As per the recent research done by Barclays analysts, China’s chip manufacturing capacity is going to more than double in the coming five to seven years, thereby significantly exceeding market anticipations, according to the local manufacturers’ present plans.
According to the analysis of 48 chipmakers with manufacturing plants across China, the study goes on to show that most of the fresh capacity is most likely to surge by 60% in the next 3 years.
Analysts such as the ones including Joseph Zhou as well as Simon Coles remarked in the report that local businesses happen to remain undervalued and the number of local semiconductor manufacturers as well as fabs in China happens to be much higher than the analysis of mainstream sector sources.
It is well to be noted that the Chinese companies have indeed caught up with the pace with regards to the procurement of significant chip-making equipment in order to support capacity expansion and at the same time increase supply. Leading semiconductor equipment manufacturers such as ASML from the Netherlands as well as Tokyo Electron from Japan went on to receive a great amount of orders from China last year.
Analysts go on to say that most of the new capacity is going to be used to manufacture chips by way of making use of older technology. These traditional semiconductors, which happen to be 28nm and above, are at least ten years behind the most advanced chips but happen to be mostly used within systems like home appliances as well as automobiles.

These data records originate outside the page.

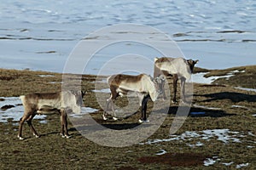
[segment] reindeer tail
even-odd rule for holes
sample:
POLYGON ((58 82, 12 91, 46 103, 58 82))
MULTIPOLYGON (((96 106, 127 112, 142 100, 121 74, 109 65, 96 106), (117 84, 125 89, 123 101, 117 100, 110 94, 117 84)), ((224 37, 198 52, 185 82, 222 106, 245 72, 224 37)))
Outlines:
POLYGON ((25 101, 25 95, 20 95, 20 99, 21 100, 21 102, 22 102, 22 105, 24 105, 24 101, 25 101))

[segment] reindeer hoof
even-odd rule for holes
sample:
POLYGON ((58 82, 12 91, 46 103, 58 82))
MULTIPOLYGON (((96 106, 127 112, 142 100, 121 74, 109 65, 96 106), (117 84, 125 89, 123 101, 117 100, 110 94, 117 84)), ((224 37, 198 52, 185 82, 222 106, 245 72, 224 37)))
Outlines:
POLYGON ((148 120, 142 120, 142 119, 139 119, 139 122, 142 123, 142 122, 149 122, 148 120))
POLYGON ((20 140, 23 140, 23 139, 24 139, 24 138, 22 138, 21 136, 19 136, 19 135, 18 135, 18 139, 19 139, 20 140))
POLYGON ((104 121, 108 120, 108 118, 104 115, 102 115, 102 118, 103 118, 104 121))
POLYGON ((40 136, 39 136, 38 134, 33 133, 33 135, 34 135, 36 138, 40 138, 40 136))

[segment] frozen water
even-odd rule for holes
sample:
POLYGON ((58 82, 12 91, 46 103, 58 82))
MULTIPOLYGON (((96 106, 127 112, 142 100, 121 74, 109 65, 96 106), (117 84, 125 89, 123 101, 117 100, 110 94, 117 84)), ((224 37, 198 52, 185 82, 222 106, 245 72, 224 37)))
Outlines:
POLYGON ((198 141, 196 144, 189 144, 189 142, 192 139, 197 139, 199 140, 207 140, 210 141, 212 139, 219 140, 224 144, 229 144, 230 142, 235 143, 241 143, 239 138, 242 138, 244 135, 241 135, 239 132, 233 132, 230 129, 208 129, 203 131, 186 131, 185 133, 179 134, 179 135, 171 135, 169 139, 149 139, 145 143, 141 143, 141 144, 152 144, 156 143, 161 142, 170 142, 172 140, 179 140, 184 141, 187 143, 189 146, 195 147, 195 146, 202 146, 204 144, 201 141, 198 141))
POLYGON ((73 117, 73 118, 79 118, 79 117, 83 117, 83 116, 84 114, 93 113, 93 112, 96 112, 97 110, 99 110, 93 109, 91 107, 81 107, 81 112, 80 113, 72 113, 68 116, 71 116, 71 117, 73 117))
MULTIPOLYGON (((68 54, 85 35, 121 23, 166 32, 186 58, 200 60, 201 67, 256 64, 255 1, 9 0, 1 3, 0 11, 1 68, 62 72, 68 54)), ((139 51, 134 48, 130 53, 139 51)), ((102 60, 115 55, 110 52, 96 57, 102 60)), ((155 57, 149 51, 144 55, 152 60, 155 57)), ((95 69, 98 65, 90 65, 86 73, 95 73, 95 69)))

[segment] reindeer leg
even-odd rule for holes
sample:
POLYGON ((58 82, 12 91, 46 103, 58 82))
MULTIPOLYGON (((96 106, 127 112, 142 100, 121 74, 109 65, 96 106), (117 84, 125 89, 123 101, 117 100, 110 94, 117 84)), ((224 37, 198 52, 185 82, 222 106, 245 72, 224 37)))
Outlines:
POLYGON ((27 119, 26 122, 28 124, 28 126, 30 127, 32 132, 33 133, 33 135, 36 137, 36 138, 39 138, 40 136, 38 135, 38 133, 37 133, 36 129, 34 128, 33 125, 32 124, 32 119, 34 118, 36 115, 33 114, 33 115, 31 115, 29 116, 29 118, 27 119))
POLYGON ((142 117, 139 119, 139 122, 147 122, 147 104, 148 100, 149 99, 150 96, 148 94, 146 95, 142 102, 142 117))
POLYGON ((177 94, 177 80, 178 80, 177 75, 174 74, 173 75, 173 97, 172 97, 172 102, 173 103, 177 103, 176 94, 177 94))
POLYGON ((110 103, 113 103, 112 99, 111 99, 111 97, 109 99, 107 99, 107 102, 106 102, 106 109, 105 110, 103 111, 103 114, 102 114, 102 118, 104 121, 106 121, 108 118, 107 118, 107 116, 108 116, 108 109, 109 109, 109 104, 110 103))
POLYGON ((186 79, 182 77, 180 79, 181 81, 181 99, 182 99, 182 102, 186 103, 186 98, 185 98, 185 82, 186 79))
POLYGON ((60 110, 61 113, 61 135, 62 138, 70 138, 68 132, 67 132, 67 112, 65 109, 60 110))
POLYGON ((20 126, 19 126, 19 133, 18 138, 22 140, 24 138, 22 138, 22 128, 24 122, 31 116, 31 115, 33 113, 33 111, 26 111, 23 115, 23 116, 20 119, 20 126))

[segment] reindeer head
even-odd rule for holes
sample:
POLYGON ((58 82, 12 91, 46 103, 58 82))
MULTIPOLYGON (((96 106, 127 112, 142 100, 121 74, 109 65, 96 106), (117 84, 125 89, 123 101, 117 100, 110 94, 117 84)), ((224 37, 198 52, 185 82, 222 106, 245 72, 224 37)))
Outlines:
POLYGON ((198 60, 192 60, 191 59, 190 60, 187 60, 187 62, 188 62, 189 66, 190 68, 191 73, 193 73, 194 66, 195 66, 195 65, 196 63, 198 63, 198 61, 199 61, 198 60))
POLYGON ((160 75, 159 76, 156 76, 154 79, 154 83, 155 84, 158 94, 163 94, 163 91, 165 90, 164 86, 165 86, 166 81, 166 76, 164 75, 160 75))
POLYGON ((79 106, 81 106, 83 104, 83 98, 85 95, 85 91, 75 91, 72 90, 71 93, 75 96, 76 98, 76 104, 79 106))

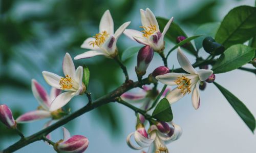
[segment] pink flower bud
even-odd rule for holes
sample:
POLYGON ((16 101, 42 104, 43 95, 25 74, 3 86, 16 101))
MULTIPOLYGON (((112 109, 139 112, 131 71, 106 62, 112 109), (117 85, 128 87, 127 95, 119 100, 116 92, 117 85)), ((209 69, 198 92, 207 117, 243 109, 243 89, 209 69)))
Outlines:
POLYGON ((156 125, 158 130, 162 133, 167 134, 170 130, 170 127, 166 122, 158 122, 156 125))
POLYGON ((135 68, 138 75, 142 76, 146 73, 146 70, 153 56, 154 50, 150 46, 145 46, 140 49, 138 53, 137 67, 135 68))
POLYGON ((16 124, 12 111, 6 105, 0 105, 0 121, 9 128, 16 128, 16 124))
POLYGON ((201 82, 200 84, 199 84, 199 89, 201 91, 203 91, 205 89, 206 87, 206 83, 205 82, 201 82))
POLYGON ((89 141, 88 139, 82 136, 75 135, 69 138, 66 141, 60 140, 54 146, 55 150, 59 152, 83 152, 87 147, 89 141))
MULTIPOLYGON (((183 41, 184 40, 186 39, 187 38, 185 36, 178 36, 176 38, 176 42, 177 43, 180 43, 180 42, 183 41)), ((182 47, 186 47, 189 45, 188 42, 187 42, 185 43, 184 45, 182 45, 182 47)))
POLYGON ((170 72, 169 68, 164 66, 161 66, 154 70, 153 72, 152 73, 152 76, 154 77, 156 77, 158 75, 165 74, 169 72, 170 72))
POLYGON ((208 83, 212 83, 214 82, 214 80, 215 80, 215 74, 212 73, 205 81, 208 83))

Barclays analysts went on to state that in theory, these chips could very well lead to an oversupply across the market, but they do think this will take a minimum of a few years, most probably as early as 2026, and it also depends on the quality that’s achieved and any new trade restrictions.
Apparently, in all likelihood, China’s chipmaking capacity is going to more than double in five to seven years on the basis of local manufacturers’ existing plans, which are indeed materially more than what the market expects.
It is worth noting that China is working toward technological self-sufficiency, something that has gone on to become more difficult after the US as well as some of its allies restricted what technology companies were allowed to sell across the Asian country. Chinese firms have gone on to accelerate purchases of vital chipmaking tools so as to support building supplies ahead of any fresh bans.
The fact is that China’s ambition when it comes to legacy semiconductors has gone on to draw attention from the US Commerce Department, which looks to gather information on how more deeply reliant US firms have become when it comes to technology from China. Bloomberg News went on to report in December 2023 that the US could very well impose tariffs or even other trade restrictions in order to counter China’s push.